Barefoot, as usual, he was crouching under cover of the trees with a leather quiver of arrows on his back, his powerful-looking bow half drawn. He was aiming at...what? I couldn't see. Suddenly he drew his bow fully and loosed an arrow, then nocked and shot two more arrows in unbelievably quick succession, cursed, and ran forward.

I crept to the edge of the trees in time to see Charlie standing over a dying woodchuck as it struggled, pinned to the ground by his arrow. As I watched he shot it again at close range and motioned me forward. He did seem to know who I was.

"I don't mind missing," he told me when I walked up, "but I hate half-kills. I hate it when they suffer."
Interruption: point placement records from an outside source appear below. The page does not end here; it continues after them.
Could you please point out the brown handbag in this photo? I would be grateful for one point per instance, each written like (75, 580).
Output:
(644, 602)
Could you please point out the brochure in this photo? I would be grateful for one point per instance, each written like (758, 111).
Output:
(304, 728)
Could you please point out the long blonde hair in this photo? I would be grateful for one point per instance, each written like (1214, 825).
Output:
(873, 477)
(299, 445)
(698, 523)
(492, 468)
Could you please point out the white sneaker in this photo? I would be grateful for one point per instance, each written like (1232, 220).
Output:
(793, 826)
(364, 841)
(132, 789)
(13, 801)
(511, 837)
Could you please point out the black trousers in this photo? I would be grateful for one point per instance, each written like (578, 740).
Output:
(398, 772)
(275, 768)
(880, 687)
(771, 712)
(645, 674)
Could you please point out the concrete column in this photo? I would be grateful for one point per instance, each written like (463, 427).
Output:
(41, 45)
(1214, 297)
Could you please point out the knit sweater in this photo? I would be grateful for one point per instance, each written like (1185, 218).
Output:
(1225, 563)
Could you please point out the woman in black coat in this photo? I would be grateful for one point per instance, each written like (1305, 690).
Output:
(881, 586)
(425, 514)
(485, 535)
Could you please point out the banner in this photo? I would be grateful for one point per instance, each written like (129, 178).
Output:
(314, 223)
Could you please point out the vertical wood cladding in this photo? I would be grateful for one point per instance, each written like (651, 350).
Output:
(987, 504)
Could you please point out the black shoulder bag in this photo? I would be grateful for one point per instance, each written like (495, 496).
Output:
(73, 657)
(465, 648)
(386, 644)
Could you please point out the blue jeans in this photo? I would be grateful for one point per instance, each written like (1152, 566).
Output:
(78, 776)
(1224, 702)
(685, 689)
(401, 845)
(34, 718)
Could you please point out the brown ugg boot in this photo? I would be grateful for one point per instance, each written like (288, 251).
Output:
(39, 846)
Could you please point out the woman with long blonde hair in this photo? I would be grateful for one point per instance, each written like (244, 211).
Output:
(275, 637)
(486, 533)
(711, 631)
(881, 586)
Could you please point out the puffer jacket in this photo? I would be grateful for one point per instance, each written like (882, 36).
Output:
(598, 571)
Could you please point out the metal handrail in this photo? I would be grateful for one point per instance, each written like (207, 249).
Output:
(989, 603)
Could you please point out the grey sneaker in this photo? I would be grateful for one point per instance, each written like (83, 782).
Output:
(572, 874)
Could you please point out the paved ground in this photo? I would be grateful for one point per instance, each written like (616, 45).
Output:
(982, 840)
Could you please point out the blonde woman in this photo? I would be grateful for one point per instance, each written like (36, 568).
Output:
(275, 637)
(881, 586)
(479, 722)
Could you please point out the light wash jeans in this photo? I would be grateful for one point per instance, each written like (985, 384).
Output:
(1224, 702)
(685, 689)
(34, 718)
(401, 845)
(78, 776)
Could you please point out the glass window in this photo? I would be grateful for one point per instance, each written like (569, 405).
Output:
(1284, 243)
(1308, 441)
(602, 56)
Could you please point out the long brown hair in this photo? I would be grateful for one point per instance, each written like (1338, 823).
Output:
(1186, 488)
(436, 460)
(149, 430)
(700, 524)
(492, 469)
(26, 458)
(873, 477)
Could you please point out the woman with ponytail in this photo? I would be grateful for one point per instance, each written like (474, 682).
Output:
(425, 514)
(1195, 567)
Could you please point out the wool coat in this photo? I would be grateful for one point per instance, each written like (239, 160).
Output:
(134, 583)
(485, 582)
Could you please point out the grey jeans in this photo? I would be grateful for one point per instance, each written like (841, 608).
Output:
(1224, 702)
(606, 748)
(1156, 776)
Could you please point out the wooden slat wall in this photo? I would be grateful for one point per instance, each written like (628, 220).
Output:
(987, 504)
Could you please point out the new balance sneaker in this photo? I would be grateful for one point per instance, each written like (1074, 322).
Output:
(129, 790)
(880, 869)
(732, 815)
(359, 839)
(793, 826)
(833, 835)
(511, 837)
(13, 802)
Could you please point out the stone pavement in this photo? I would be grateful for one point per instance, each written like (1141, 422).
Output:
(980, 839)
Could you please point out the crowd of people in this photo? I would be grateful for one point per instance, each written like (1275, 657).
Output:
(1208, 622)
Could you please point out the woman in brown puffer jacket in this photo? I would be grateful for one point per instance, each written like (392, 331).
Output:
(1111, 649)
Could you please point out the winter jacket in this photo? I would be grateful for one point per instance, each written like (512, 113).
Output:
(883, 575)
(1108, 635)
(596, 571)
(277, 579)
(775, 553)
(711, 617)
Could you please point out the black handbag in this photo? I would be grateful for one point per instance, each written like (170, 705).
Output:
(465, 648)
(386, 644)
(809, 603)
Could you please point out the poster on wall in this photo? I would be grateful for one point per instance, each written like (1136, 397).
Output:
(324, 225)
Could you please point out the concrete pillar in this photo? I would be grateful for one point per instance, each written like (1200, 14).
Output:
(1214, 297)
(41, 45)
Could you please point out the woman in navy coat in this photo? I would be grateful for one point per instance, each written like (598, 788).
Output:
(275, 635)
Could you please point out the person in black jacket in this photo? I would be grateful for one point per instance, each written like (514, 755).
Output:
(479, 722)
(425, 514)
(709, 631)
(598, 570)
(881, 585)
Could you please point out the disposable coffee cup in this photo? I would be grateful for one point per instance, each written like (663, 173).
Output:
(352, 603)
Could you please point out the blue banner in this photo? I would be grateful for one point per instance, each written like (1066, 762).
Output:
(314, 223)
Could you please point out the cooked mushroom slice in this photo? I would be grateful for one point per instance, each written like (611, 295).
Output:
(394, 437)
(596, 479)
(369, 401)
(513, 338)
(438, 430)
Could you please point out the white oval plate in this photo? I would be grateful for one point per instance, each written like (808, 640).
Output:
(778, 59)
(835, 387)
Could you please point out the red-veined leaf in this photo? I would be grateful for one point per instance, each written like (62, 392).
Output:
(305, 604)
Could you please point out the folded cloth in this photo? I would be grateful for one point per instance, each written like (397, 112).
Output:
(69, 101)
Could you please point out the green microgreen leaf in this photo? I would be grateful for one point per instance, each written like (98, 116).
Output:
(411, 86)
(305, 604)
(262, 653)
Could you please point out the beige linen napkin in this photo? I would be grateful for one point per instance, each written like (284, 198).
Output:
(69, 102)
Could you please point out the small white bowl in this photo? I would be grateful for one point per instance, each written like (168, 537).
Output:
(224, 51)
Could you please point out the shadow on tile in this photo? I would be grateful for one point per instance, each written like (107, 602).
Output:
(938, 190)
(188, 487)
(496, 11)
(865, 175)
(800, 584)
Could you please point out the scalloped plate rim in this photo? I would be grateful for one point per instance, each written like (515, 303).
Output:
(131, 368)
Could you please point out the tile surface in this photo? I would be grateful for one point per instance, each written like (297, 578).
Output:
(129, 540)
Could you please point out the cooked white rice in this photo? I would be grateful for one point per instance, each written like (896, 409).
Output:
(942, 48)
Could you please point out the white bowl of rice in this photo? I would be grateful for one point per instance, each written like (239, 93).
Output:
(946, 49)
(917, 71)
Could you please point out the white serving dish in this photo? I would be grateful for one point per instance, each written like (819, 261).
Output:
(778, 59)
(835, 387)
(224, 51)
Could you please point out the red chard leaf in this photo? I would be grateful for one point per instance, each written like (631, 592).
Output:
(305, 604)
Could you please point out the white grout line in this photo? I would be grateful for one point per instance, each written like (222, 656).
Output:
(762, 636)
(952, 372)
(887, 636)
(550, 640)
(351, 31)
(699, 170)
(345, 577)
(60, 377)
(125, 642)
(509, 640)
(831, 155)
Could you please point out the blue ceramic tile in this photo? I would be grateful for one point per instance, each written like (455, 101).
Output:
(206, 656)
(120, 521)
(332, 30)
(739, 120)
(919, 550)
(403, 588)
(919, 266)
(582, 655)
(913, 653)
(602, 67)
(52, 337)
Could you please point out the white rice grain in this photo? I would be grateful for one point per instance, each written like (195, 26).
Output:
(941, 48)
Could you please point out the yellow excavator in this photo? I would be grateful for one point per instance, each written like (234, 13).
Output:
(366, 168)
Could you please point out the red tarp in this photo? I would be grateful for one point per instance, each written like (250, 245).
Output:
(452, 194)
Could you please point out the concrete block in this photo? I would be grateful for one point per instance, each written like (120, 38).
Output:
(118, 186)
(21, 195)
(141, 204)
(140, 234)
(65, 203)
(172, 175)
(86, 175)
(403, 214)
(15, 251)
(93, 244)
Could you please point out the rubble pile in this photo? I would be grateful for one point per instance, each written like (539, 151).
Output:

He had apparently shot at three woodchucks that had been feeding together near the deer fence. The first he had taken by surprise and killed cleanly, but the other two ran and one escaped and the other didn't.

"Why shoot them at all?" I asked, though I thought I knew the answer.

Rough Sketch of a hunting point
 "They'd eat all our vegetables if I didn't. It's this or traps or poison. Or smoke bombs down their holes. This is better. I know what I kill when I kill it, and they die fast, mostly. And I know where they are, so there's less waste." As he spoke, he pulled a pair of heavy rubber gloves out of his shoulder bag, put them on, and freed his arrows from the carcass. The arrows had nasty-looking hunting points, like convergent razor blades. Then he wrapped the carcass in an oilcloth bag and walked over to the other dead woodchuck. "The gloves are for safety; rodent fleas can carry plague. Did you know that? And any mammal could have rabies."

"What are you going to do with the bodies?" I asked, because he was clearly going to do something with them.

"Have you seen 'Dissect a Woodchuck' on the schedule? This is the woodchuck." I had, in fact, seen it, it came up in the weekly list of talks and seminars almost every other week. I'd been meaning to go but hadn't gotten around to it yet.

"And then? You don't just use them for that talk, right?" I was pretty sure he must be killing more woodchucks than could be used for teaching. Maybe he fed them to the campus cats and dogs? 

"And then I eat them," he said, grinning at me. I should learn not to let him surprise me so easily, but eat a woodchuck?

"I didn't know you could eat a woodchuck," I told him.

"Oh sure. Cooked thoroughly it's perfectly safe, organic, free-range...you don't know about the dinner, do you?"

I didn't. What dinner?

"Paleolithic Dinner. It's a little get-together I host. Invitation only. You're invited."

Well, then.

"What sort of get-together?"

"It's a pot-luck. The catch is you have to bring something you harvested yourself, from within walking distance. Something we didn't plant or raise. Except for seasonings, salt...you can get those from the kitchen."

 "Charlie, I'd love to go, but I don't know anything about foraging...or hunting."

"No better time to learn. But for now--you know Rick? He's a senior student, Snake Dorm, I think. Get him to help you." 

So, I guess I get to eat a woodchuck.